Explain the speed difference between numpy's vectorized function application VS python's for loop

Question:

I was implementing a weighting system called TF-IDF on a set of 42000 images, each consisting 784 pixels. This is basically a 42000 by 784 matrix.

The first method I attempted made use of explicit loops and took more than 2 hours.

def tfidf(color,img_pix,img_total):
    if img_pix==0:
        return 0
    else:
        return color * np.log(img_total/img_pix)

...

result = np.array([])
for img_vec in data_matrix:
    double_vec = zip(img_vec,img_pix_vec)
    result_row = np.array([tfidf(x[0],x[1],img_total) for x in double_vec])
    try:
        result = np.vstack((result,result_row))
    # first row will throw a ValueError since vstack accepts rows of same len
    except ValueError:
        result = result_row

The second method I attempted used numpy matrices and took less than 5 minutes. Note that data_matrix, img_pix_mat are both 42000 by 784 matrices while img_total is a scalar.

result = data_matrix * np.log(np.divide(img_total,img_pix_mat))

I was hoping someone could explain the immense difference in speed.

The authors of the following paper entitled "The NumPy array: a structure for eļ¬ƒcient numerical computation" (http://arxiv.org/pdf/1102.1523.pdf), state on the top of page 4 that they observe a 500 times speed increase due to vectorized computation. I’m presuming much of the speed increase I’m seeing is due to this. However, I would like to go a step further and ask why numpy vectorized computations are that much faster than standard python loops?

Also, perhaps you guys might know of other reasons why the first method is slow. Do try/except structures have high overhead? Or perhaps forming a new np.array for each loop is takes a long time?

Thanks.

Asked By: Kao

||

Answers:

The difference you’re seeing isn’t due to anything fancy like SSE vectorization. There are two primary reasons. The first is that NumPy is written in C, and the C implementation doesn’t have to go through the tons of runtime method dispatch and exception checking and so on that a Python implementation goes through.

The second reason is that even for Python code, your loop-based implementation is inefficient. You’re using vstack in a loop, and every time you call vstack, it has to completely copy all arrays you’ve passed to it. That adds an extra factor of len(data_matrix) to your asymptotic complexity.

Answered By: user2357112

Due to the internal workings of numpy, (as far as I know, numpy works with C internally, so everything you push down to numpy is actually much faster because it is in a different language)

Edit:

Taking out the zip, and replacing it with a vstack should make it faster too, (zip tends to go slow if the arguments are very large, and for that vstack is faster; additionally, vstack is numpy (thus C), while zip is python).

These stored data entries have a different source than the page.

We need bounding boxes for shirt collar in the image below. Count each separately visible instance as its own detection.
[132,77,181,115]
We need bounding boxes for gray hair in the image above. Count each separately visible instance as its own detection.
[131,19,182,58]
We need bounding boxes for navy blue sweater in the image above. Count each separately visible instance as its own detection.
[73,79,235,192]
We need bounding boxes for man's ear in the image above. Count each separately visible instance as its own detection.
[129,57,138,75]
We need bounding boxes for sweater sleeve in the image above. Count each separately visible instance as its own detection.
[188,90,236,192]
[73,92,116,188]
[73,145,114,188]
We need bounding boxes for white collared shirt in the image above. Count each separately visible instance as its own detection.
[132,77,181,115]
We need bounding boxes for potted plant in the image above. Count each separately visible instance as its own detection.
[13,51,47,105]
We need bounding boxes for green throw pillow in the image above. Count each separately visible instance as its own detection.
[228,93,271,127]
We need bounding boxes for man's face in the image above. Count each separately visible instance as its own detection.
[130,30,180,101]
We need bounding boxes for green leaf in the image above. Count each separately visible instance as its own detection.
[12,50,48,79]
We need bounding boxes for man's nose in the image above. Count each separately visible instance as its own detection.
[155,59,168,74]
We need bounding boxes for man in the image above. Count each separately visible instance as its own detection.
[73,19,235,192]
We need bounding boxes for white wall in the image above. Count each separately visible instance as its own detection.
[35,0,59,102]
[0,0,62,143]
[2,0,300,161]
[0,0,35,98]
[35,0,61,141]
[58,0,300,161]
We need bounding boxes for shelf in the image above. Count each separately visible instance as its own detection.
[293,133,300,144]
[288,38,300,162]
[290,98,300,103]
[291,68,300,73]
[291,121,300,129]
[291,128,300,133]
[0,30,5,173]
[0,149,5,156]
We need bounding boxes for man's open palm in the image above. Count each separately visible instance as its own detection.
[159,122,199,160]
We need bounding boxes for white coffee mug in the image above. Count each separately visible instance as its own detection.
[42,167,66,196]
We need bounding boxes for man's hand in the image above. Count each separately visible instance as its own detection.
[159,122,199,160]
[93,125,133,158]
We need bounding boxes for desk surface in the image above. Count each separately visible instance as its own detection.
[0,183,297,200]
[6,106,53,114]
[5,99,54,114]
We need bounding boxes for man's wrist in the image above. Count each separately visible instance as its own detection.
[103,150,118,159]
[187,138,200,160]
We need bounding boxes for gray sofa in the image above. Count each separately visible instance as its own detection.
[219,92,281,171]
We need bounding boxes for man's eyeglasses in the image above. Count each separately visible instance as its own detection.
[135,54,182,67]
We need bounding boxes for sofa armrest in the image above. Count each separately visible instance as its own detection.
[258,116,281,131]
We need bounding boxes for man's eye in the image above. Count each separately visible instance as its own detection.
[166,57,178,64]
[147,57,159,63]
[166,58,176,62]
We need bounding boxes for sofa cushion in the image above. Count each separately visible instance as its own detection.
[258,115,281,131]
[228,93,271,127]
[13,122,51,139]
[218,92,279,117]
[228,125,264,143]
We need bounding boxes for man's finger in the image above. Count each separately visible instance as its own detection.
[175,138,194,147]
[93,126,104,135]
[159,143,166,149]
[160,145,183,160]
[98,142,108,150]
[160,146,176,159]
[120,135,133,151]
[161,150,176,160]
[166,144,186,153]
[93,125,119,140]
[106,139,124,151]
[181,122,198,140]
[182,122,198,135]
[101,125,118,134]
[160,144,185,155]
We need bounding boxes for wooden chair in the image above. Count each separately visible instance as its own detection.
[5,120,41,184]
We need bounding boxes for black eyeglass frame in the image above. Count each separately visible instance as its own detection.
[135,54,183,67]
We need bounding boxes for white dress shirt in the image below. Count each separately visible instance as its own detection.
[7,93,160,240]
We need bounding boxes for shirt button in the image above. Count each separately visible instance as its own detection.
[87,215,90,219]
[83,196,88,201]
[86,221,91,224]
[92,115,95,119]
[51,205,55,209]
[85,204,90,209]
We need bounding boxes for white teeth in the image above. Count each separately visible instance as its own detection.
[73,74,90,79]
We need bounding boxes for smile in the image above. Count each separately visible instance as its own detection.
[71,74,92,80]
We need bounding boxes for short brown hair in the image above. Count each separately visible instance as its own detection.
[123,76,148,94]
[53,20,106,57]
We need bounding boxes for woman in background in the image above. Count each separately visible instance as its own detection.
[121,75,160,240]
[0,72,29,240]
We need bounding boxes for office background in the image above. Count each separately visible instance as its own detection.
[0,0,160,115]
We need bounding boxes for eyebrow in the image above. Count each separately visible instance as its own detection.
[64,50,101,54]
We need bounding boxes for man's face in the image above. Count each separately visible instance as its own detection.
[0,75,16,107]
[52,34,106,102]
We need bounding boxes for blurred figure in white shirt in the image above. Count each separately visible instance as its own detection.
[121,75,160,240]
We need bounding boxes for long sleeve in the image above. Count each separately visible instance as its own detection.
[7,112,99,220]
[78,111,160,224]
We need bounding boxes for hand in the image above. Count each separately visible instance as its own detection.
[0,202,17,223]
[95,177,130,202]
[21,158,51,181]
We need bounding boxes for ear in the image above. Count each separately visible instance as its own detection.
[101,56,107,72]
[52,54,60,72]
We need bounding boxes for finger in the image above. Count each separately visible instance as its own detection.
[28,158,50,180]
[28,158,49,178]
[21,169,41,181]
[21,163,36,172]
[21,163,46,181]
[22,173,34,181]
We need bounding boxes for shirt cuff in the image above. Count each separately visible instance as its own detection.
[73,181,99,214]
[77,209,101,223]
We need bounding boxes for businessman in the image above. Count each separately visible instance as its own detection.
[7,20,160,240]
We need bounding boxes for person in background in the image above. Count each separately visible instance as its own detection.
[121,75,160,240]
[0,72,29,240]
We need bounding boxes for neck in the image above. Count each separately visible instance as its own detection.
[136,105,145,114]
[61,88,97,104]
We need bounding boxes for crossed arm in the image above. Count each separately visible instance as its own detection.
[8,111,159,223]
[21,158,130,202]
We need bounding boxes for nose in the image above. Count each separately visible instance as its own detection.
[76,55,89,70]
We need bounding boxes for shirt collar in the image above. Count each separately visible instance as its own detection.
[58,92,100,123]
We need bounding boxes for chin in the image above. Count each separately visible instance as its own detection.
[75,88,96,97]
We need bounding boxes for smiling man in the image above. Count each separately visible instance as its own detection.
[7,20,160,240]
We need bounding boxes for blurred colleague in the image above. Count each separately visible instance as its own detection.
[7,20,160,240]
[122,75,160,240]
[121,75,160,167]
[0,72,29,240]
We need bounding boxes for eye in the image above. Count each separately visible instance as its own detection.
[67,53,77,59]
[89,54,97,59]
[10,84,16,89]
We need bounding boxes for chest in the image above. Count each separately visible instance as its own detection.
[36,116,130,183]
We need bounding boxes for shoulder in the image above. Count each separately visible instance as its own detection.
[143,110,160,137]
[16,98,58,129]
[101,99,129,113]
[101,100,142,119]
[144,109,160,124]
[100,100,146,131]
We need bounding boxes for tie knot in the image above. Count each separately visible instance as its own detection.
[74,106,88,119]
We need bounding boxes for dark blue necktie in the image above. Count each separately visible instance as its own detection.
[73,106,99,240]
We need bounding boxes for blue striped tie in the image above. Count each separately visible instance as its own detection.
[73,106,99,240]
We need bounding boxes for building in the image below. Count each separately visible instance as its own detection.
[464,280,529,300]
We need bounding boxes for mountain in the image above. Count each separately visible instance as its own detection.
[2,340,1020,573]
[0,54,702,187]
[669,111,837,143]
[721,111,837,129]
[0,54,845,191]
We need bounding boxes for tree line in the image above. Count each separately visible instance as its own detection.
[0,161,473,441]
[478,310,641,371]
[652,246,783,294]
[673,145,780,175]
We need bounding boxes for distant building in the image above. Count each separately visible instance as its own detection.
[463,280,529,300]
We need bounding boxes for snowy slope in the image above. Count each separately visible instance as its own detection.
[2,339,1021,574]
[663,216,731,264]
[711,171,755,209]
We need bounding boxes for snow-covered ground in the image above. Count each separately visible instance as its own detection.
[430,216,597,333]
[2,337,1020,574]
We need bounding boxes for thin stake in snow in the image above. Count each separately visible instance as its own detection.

And yes, if I understood correctly – not sure about that- , you are doing 42k times a try/except block. That should definitely be bad for the speed.

Test:

T=numpy.ndarray((5,10))
for t in T:
    print t.shape

results in (10,)

This means that yes, if your matrices are 42k by 784 matrices, you are trying 42k times a try-except block. I am assuming that should put an effect in the computation times, as well as doing a zip each time, but not certain if that would be the main cause.

(So every one of your 42k times you run your stuff, it takes 0.17sec. I am quite certain that a try/except block doesn’t take 0.17 seconds, but maybe the overhead it causes or so does contribute to it?)

Try changing the following:

double_vec = zip(img_vec,img_pix_vec)
result_row = np.array([tfidf(x[0],x[1],img_total) for x in double_vec])

to

result_row = np.array([tfidf(img_vec[i],img_pix_vec[i],img_total)
                       for i in xrange(len(img_vec))])

That, at least, gets rid of the zip statement. Not sure if the zip statement takes down your time by one minute or by nearly two hours (I know zip is slow, compared to numpy.vstack, but no clue if that would give you two hours time gain.)

Answered By: usethedeathstar